O mistério das amostras desaparecidas
Tal como o PÚBLICO noticiou este domingo, uma série de “constrangimentos inusitados” impediram por três vezes que os inspectores recolhessem amostras junto à estação de tratamento da Celtejo, fazendo com que as amostras, que acabaram por ser recolhidas manualmente, fossem entregues no laboratório apenas na quarta-feira passada.
“O colector não recolheu líquido por razões que desconhecemos”, confessou o inspector-geral. Por três vezes foi colocado um colector junto à tubagem da Celtejo que, hora a hora, durante 24 horas, devia recolher de forma automática as amostras. Um procedimento que já tinha sido feito com “milhares de amostras”, inclusive naquela ETARI, por “inspectores experientes” e com aquele mesmo equipamento. Porém, por três vezes, nestes tubos pouco mais havia do que espuma, em vez de água, o que “nunca tinha acontecido em mais lado nenhum”, diz Nuno Banza.
À terceira vez, o colector chegou mesmo a ser protegido por militares do Serviço de Protecção da Natureza e do Ambiente da GNR. Sem que a vigilância tenha surtido efeito, os três inspectores acabaram por fazer as recolhas manualmente, durante 24 horas. O Ministério Público está a investigar o que se passou.

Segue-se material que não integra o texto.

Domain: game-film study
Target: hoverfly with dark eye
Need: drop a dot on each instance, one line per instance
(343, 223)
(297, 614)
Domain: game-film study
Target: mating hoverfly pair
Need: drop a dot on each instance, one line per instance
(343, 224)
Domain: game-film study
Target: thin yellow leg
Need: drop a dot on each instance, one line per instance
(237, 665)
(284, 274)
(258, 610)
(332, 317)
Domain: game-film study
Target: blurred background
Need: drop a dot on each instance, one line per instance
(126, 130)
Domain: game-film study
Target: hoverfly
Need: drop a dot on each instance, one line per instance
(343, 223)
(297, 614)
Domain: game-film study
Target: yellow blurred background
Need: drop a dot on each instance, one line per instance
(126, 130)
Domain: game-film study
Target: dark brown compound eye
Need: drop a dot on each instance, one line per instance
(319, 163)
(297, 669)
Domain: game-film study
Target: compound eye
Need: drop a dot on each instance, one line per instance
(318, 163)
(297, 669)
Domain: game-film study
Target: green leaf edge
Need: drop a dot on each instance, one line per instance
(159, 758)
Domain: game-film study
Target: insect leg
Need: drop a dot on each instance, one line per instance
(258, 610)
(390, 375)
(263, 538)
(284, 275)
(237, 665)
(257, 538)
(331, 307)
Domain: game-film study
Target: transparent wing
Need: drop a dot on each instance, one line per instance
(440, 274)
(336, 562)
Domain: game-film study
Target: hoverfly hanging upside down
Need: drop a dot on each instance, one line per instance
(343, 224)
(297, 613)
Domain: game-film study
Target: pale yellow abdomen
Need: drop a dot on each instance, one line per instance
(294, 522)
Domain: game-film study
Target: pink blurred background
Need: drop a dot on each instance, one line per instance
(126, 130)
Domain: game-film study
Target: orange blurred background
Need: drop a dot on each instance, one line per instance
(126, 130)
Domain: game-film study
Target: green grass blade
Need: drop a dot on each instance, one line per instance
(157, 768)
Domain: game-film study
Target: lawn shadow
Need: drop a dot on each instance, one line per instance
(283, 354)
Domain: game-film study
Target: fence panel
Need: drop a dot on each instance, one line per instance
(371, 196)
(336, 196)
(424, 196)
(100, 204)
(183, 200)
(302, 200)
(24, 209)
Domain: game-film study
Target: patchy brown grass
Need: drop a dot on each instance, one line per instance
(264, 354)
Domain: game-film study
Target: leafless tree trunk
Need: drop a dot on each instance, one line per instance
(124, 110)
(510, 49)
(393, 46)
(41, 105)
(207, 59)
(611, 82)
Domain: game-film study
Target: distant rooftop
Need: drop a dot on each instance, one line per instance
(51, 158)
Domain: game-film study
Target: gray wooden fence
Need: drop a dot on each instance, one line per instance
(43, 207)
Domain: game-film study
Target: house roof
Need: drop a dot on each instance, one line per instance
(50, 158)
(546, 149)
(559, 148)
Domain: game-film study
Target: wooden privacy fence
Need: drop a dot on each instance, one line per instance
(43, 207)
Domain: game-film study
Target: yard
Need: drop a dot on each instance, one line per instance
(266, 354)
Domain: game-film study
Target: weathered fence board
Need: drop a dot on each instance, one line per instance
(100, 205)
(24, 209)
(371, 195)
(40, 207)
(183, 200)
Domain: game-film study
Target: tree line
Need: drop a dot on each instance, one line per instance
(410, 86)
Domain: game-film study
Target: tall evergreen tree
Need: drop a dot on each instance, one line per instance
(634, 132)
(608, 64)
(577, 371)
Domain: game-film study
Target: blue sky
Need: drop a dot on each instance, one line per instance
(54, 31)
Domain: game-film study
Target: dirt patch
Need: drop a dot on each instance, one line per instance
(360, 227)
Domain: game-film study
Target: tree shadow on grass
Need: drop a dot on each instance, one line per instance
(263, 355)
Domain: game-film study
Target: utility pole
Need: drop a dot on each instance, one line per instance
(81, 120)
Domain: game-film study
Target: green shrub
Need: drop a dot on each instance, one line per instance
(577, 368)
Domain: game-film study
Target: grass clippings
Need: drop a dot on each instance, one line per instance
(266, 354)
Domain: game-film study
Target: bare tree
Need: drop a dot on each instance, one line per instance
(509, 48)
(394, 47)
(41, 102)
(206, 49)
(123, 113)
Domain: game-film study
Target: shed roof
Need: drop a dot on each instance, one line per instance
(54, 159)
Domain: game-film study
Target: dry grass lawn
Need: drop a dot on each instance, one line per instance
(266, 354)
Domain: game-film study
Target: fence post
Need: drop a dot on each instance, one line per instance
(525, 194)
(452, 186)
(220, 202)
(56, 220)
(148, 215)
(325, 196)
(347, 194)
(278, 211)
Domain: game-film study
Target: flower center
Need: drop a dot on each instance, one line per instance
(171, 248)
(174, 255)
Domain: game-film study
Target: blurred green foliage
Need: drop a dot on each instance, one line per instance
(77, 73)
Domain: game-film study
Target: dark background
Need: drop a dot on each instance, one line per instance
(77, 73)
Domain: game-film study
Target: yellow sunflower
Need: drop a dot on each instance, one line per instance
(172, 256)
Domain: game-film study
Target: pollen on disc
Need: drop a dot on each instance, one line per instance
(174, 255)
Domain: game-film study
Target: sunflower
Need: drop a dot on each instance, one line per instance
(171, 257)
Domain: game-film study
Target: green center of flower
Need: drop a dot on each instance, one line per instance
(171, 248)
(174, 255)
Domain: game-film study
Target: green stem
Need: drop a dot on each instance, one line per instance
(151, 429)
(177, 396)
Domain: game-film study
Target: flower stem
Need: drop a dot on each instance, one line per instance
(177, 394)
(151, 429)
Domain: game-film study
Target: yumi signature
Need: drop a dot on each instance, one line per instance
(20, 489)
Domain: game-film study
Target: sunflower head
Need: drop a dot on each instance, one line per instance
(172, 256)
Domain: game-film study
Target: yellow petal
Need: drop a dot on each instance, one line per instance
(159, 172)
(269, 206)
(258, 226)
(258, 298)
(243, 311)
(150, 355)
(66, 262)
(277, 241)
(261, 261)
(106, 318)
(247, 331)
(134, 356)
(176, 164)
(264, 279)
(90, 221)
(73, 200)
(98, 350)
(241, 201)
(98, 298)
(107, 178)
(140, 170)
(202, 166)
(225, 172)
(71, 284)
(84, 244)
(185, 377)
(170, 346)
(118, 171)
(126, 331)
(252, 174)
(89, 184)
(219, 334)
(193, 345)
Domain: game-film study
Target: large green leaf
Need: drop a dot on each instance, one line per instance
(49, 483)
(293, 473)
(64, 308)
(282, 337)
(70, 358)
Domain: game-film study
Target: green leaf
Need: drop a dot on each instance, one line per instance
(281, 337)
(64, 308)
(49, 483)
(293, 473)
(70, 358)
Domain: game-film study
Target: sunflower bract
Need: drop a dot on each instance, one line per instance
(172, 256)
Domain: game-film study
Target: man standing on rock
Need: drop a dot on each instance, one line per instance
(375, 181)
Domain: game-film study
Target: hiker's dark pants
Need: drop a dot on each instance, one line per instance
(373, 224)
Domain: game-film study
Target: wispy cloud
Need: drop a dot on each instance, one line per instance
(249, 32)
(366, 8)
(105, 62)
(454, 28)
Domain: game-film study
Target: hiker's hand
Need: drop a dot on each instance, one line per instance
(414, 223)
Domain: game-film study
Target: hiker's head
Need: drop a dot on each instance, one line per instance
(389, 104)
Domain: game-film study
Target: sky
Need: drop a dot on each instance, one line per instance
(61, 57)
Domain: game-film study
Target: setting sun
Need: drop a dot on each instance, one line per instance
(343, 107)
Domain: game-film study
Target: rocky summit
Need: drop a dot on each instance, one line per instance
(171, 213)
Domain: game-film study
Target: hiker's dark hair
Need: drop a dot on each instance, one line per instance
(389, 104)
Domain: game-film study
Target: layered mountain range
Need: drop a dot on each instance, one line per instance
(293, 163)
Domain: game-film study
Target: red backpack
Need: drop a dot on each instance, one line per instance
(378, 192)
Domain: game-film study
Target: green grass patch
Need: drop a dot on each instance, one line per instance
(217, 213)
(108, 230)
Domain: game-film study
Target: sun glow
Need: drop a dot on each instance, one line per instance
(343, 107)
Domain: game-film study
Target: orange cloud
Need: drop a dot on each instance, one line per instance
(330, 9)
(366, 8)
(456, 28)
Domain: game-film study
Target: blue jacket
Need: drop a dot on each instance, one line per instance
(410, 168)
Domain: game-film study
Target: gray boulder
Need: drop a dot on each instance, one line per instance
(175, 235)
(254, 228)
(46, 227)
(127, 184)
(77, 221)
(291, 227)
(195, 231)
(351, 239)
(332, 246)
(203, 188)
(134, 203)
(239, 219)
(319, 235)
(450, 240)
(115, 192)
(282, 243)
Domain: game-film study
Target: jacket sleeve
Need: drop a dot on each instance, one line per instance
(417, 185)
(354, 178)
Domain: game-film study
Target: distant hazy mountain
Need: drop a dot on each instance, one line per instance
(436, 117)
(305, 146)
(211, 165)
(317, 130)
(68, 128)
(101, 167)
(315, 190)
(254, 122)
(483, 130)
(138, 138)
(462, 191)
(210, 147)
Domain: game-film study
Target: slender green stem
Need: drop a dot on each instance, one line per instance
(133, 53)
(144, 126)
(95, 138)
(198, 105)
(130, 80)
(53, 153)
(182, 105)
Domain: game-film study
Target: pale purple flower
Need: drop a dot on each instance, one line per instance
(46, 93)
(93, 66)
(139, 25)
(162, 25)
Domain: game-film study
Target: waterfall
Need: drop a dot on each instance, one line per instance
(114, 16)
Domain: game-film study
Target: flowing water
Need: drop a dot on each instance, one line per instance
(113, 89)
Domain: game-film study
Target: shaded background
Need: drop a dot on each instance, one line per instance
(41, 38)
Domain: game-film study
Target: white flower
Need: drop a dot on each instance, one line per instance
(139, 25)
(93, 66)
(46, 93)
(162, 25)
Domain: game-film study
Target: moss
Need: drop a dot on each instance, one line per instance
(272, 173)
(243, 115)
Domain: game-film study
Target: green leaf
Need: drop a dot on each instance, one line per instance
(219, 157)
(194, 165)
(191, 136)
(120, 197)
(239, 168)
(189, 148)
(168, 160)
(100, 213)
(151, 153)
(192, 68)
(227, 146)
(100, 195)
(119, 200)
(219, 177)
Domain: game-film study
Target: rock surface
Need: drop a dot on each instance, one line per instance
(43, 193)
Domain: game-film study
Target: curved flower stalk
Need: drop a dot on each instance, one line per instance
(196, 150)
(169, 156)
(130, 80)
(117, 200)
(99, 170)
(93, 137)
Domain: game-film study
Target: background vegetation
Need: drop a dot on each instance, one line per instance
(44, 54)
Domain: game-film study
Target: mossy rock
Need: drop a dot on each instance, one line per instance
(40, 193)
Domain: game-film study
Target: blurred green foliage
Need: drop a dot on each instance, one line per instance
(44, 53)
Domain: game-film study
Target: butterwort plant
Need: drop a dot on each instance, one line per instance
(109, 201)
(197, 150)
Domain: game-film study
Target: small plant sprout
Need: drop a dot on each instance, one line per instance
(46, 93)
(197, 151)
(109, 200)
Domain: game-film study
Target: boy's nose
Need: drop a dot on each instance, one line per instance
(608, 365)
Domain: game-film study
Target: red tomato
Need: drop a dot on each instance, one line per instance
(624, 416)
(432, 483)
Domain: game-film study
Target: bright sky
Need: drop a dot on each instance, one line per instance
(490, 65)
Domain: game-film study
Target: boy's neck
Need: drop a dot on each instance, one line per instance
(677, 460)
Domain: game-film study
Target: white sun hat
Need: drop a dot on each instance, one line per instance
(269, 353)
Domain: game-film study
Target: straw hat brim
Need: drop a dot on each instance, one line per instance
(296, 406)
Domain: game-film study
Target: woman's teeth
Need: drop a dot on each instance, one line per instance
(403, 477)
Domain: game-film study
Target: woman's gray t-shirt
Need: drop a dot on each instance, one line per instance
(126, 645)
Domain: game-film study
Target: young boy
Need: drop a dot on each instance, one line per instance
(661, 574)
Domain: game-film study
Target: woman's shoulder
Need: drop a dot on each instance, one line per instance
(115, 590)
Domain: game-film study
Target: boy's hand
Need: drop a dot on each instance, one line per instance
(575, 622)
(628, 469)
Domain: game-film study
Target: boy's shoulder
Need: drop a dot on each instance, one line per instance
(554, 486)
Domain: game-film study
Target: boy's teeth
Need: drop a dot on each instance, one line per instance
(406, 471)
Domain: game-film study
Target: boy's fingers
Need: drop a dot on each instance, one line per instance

O Ministério do Ambiente também chegou à frente para lembrar que está “não apenas a intensificar as acções de monitorização e de fiscalização das massas de água e das principais descargas de efluentes, mas também a promover um estudo do perfil da massa de água, naquele troço específico [entre as freguesias Perais e Belver] que se encontra a ser realizado pela Universidade Nova de Lisboa”.
O PÚBLICO tentou, sem sucesso, contactar a Celtejo, que sempre recusou ser responsável pela poluição visível no rio nas últimas semanas e que assegura cumprir a lei. A empresa já disse mesmo que, a continuarem em curso as actuais reduções à produção, a fábrica de Vila Velha de Ródão “é inviável”.